VI. Social experiments don’t work on white people.

As much as I would remove markers of anything that was not white, straight, or middle class in my writing, my time in workshops became very specific. Regardless of how WASPY I made my pieces, white women still fixated on how I made them cry. They lamented that I was exotic and mysterious, despite having removed identifying markers from my writing. My body, the body I am trapped in, will never be able to write literature without having 21 questions unfold. My peers would say “I disagree with your memoir, but I learn so much from you.” Beyond the abhorrent notion that people can disagree with others’ memoirs, this labour I provided, vulnerability, and the display of my heart, only resulted in trauma for me and debating points, along with amusement, for them.

Once, I wrote a poem about the repetition of hearing the questions: Where are you from? What are you? Where are you really from? Where are your parents from? Three white women approached me after class to let me know these questions stem from genuine curiosity. They had good intentions, they told me; they weren’t racists. This all happened after a dedicated class discussion to my reverse racism. Throughout the term, this particular group kept relaying to me that they, too, were oppressed: they were oppressed by the yoga moms, the rich, the men—the list goes on, letting me know all I had was my identity oppression, whereas they had so much more.

VII. Pedagogy.

In the first five months of class, I read more white cis hetrosexual authors than I have in my entire life. Many don’t seem very special to me, but they are held to some kind of imaginary gold standard. Even in Canadian high schools, most of the literature taught is white, American, and male, as Michael LaPointe argues in his 2013 Literary Review of Canada essay “What’s Happened to CanLit?” The piece highlights truths that speak volumes. At the time, seven out of every 10 students in Toronto, for instance, were non-white. Of those surveyed, two-thirds expressed that learning about their own race would be more desirable. As well, unsurprisingly, half of the students surveyed believed that if that were the case, they’d do better in school. But whiteness will follow them into post-secondary education.

If we are what we read, will my writing become nuanced in the classic expectations of straight, white male writing?

I’ve read James Joyce, Ernest Hemingway, Paul Muldoon, Ted Kooser, Theodore Roethke, and Raymond Carver, all white men I’ve chased with the works of white women, such as Alice Munro, Amy Hempel, Eudora Welty, and more. This survey of whiteness is predominantly non-Canadian. Yet, it serves as Canadian literature, which I’d argue has morphed into ubiquity with white Anglo-Saxon protestant default writing.
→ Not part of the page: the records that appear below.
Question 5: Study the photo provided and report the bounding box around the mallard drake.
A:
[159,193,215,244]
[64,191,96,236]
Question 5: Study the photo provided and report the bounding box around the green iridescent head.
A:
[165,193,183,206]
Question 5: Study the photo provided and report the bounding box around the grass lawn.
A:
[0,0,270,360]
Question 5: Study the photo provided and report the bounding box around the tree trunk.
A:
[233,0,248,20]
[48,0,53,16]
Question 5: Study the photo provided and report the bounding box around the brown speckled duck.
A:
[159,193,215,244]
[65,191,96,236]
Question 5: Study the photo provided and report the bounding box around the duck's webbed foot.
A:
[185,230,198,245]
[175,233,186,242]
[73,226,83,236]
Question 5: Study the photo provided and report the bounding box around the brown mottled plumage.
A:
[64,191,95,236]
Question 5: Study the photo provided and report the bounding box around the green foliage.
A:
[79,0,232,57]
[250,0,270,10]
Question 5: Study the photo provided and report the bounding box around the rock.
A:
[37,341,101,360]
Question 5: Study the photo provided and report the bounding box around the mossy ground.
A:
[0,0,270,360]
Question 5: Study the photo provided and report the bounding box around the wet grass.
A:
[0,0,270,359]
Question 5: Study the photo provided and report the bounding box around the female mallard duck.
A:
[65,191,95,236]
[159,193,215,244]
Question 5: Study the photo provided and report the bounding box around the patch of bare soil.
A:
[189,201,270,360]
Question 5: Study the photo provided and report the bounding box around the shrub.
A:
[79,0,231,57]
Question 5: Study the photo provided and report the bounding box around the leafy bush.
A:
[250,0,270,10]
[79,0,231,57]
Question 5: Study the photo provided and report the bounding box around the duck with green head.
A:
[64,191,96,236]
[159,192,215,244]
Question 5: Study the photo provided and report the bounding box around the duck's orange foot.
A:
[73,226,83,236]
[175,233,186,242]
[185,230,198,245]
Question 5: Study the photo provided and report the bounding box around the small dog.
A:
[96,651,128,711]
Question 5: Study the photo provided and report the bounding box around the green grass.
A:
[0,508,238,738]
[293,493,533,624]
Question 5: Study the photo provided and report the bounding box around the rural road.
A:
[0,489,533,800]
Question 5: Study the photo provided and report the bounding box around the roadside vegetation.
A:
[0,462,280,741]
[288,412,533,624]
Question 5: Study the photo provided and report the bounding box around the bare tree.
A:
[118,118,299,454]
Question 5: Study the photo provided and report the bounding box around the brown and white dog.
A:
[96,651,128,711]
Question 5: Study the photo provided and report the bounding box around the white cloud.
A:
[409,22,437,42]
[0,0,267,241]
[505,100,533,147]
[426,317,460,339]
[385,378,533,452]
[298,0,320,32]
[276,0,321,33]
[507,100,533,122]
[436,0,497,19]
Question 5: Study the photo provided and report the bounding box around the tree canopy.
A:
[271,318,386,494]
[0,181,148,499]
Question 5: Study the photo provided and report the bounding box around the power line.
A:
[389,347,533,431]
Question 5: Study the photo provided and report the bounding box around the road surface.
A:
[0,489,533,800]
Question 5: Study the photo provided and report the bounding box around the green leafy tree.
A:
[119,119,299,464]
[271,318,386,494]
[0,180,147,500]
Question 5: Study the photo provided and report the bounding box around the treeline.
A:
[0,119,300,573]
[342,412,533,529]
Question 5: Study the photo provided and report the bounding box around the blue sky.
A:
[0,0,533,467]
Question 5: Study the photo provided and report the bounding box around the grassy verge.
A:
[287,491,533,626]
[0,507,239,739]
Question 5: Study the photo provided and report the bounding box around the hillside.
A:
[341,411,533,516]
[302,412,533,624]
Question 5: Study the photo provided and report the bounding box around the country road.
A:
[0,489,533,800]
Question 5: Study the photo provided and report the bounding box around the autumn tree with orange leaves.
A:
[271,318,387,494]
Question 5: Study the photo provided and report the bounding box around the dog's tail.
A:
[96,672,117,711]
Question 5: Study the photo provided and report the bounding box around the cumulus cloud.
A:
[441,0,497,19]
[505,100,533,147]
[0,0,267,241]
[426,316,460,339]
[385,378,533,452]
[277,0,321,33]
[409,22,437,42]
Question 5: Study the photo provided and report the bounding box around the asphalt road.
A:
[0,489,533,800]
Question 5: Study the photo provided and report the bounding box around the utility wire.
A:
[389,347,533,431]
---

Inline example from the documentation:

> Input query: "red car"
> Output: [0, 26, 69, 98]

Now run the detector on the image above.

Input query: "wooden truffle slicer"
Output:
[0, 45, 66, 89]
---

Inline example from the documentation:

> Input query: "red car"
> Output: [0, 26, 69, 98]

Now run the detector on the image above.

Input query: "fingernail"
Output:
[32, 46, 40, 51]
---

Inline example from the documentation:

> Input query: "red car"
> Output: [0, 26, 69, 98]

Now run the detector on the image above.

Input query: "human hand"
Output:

White descriptions rooted in very colonial normative reality remain the default in writing programs today. This is witnessed in what we deem as “American Literature” and who is let into that elite group. The ahistorical erasure of methods of teaching writing in all forms is witnessed in what works we do close readings of and those we reference as authors to which we should aspire. I have navigated classrooms for most of my life and I want to reiterate that this is about white classrooms and not necessarily white people.

I say white classrooms to emphasize that it isn’t about the bodies occupying the room, the way we often think it is. Rather, it’s all taught to us within the pages of the syllabi and novels we treasure in these courses; the way we teach who to respect; the stories that are viewed as true; this the deep-seeded white normalcy.

It it is time to reevaluate the changing landscape of writers and adjust course curricula. Until then, the current set-up provides the ammo that weans out and exhausts women of color in these spaces. Until then, the framework for what is considered “respected literature” and what is not will remain the same. Until then, we will continue to see novels written by talented people of color used to fill diversity quotas, instead of just integrated as compelling works. Until then, we will we witness “diversity” writing integrated through the gaze of white authors. We will elevate novels like Harper Lee’s To Kill A Mockingbird. Until then, this is all that we will give racialized people: our stories retold through other mediums, selectively placed into marginalized classes.

VIII. Future.

I am weak and vulnerable; I feel too much, maybe. I like to think it could be a “me” problem but often realize it isn’t when I go online or to events. I find peers who look like me and I find a twisted comfort in finding out they have gone through similar experiences. I find ways to cope by ranting with them, listening to them, constantly being in solidarity with them. I’ve met people through the internet, which I always thought I would never do, just to find solace. I actively look for racialized writers forums and events now. Prior to being in this program I would go to any event, not wanting to be read as divisive. Now I know part of my survival is finding people like me in this struggle.

Will I finish any formal writing program?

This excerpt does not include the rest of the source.